Version 1 was introduced in the genesis block (January 2009).


•Version 2 was introduced in Bitcoin Core 0.7.0 (September 2012) as a soft fork. As described in BIP34, valid version 2 blocks require a block height parameter in the coinbase. Also described in BIP34 are rules for rejecting certain blocks; based on those rules, Bitcoin Core 0.7.0 and later versions began to reject version 2 blocks without the block height in coinbase at block height 224,412 (March 2013) and began to reject new version 1 blocks three weeks later at block height 227,930.

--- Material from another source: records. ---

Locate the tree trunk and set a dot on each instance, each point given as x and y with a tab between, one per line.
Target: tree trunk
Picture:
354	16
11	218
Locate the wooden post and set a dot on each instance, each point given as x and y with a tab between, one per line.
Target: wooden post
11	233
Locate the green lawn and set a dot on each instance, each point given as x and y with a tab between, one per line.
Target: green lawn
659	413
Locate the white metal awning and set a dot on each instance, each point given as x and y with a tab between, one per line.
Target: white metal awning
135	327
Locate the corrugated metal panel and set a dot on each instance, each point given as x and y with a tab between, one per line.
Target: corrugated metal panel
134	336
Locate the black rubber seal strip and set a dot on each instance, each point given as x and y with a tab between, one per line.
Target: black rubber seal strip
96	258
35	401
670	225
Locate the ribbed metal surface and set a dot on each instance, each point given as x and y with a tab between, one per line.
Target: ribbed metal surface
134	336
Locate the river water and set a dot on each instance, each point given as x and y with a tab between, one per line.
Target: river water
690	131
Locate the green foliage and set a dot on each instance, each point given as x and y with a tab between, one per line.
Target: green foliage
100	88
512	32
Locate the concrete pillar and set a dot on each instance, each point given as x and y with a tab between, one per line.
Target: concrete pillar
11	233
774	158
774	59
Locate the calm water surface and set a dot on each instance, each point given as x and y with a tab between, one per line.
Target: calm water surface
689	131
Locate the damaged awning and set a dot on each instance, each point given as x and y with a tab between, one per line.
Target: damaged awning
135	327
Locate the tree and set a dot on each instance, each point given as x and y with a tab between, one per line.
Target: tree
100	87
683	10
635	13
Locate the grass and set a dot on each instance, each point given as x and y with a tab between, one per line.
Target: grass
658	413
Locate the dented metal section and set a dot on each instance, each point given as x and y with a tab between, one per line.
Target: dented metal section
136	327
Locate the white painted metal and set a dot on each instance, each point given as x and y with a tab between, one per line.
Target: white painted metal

•Version 3 blocks were introduced in Bitcoin Core 0.10.0 (February 2015) as a soft fork. When the fork reach full enforcement (July 2015), it required strict DER encoding of all ECDSA signatures in new blocks as described in BIP66. Transactions that do not use strict DER encoding had previously been non-standard since Bitcoin Core 0.8.0 (February 2012).

•Version 4 blocks specified in BIP65 and introduced in Bitcoin Core 0.11.2
•(November 2015) as a soft fork became active in December 2015. These blocks now support the new OP_CHECKLOCKTIMEVERIFY opcode described in that BIP.

per the Bitcoin Developer Reference
He's taking about the coinbase transaction being version two instead of version one, not the block version.


There of no difference between version one and that transaction that is supposedly version two. It is the same format, just that the miner changed the version number to two. I'm guessing it had to do with a bug in the mining software since the block version number was being bumped to two as well around that time.

 Thanks.  I see it now.  I never thought to look at the raw transaction.